Questo perché il disagio abitativo si può affrontare in soli due modi: a) l’aumento consistente della dotazione di case popolari; b) una riduzione assai forte degli affitti privati; infatti con tutta evidenza questi con la loro liberalizzazione hanno prodotto solo un esercito di sfrattati per morosità. Intervenire sugli affitti riportandoli a una relazione sostenibile con i bassi redditi percepiti inciderebbe sulla massa degli sfratti, dovuti appunto a morosità.
Il primo a commentare i dati è Walter De Cesaris, segretario nazionale dell’Unione Inquilini, che ha denunciato come le risposte ancora latitano e il governo non sembra volersi mettere in sintonia con la sofferenza del Paese reale, non ascoltando il grido di protesta che sale contro l’aumento delle disuguaglianze. Senza queste risposte sarà un autunno caldo di lotta in tutto il Paese.

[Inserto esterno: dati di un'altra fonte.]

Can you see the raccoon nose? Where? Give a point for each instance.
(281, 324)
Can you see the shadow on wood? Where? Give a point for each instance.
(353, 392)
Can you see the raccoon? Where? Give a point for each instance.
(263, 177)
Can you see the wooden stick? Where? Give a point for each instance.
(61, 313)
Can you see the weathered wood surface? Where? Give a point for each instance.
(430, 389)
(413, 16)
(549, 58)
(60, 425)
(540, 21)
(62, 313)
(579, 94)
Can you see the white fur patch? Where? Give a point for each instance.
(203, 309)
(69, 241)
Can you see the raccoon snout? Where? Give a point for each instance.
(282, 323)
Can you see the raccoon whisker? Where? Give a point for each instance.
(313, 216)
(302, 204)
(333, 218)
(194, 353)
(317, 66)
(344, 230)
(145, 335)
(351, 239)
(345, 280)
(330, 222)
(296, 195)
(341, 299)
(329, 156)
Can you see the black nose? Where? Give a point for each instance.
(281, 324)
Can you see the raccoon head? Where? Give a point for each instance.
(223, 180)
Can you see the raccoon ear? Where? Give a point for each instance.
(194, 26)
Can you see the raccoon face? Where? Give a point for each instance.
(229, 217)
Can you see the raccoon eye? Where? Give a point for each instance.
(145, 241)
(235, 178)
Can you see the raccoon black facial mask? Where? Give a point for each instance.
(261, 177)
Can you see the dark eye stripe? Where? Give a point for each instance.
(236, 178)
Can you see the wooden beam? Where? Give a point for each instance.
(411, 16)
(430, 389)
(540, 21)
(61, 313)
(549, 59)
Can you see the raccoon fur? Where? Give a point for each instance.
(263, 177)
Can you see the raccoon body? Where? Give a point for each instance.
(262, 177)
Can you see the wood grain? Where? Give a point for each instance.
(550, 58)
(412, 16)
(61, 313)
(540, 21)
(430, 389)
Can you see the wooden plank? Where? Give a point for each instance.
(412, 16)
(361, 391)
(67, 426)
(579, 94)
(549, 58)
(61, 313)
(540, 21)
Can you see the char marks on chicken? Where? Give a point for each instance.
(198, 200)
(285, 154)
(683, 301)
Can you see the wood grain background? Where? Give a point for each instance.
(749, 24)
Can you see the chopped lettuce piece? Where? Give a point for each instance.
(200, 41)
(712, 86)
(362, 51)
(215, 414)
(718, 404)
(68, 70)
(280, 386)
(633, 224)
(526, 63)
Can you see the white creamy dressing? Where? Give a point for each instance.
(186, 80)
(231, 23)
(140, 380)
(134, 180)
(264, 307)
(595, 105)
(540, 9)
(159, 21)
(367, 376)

“Siamo di fronte – ha concluso De Cesaris – a un cocktail velenoso costituito da tre ingredienti micidiali: caro affitti, insostenibile per i redditi medio bassi; assenza di case popolari a canone sociale; aumento della povertà che colpisce particolarmente il settore dell’affitto su quasi due milioni di nuclei in povertà assoluta, circa 900 mila sono in affitto. Un cocktail micidiale che aumenta esponenzialmente il suo grado di tossicità a causa dell’aumento delle bollette e dei generi di prima necessità che pesano assai di più sui redditi bassi. Un cocktail che avvelena il ventre profondo delle aree urbane del nostro Paese, mettendone a rischio la coesione sociale, indifferentemente nelle grandi aree metropolitane come nelle restanti città.”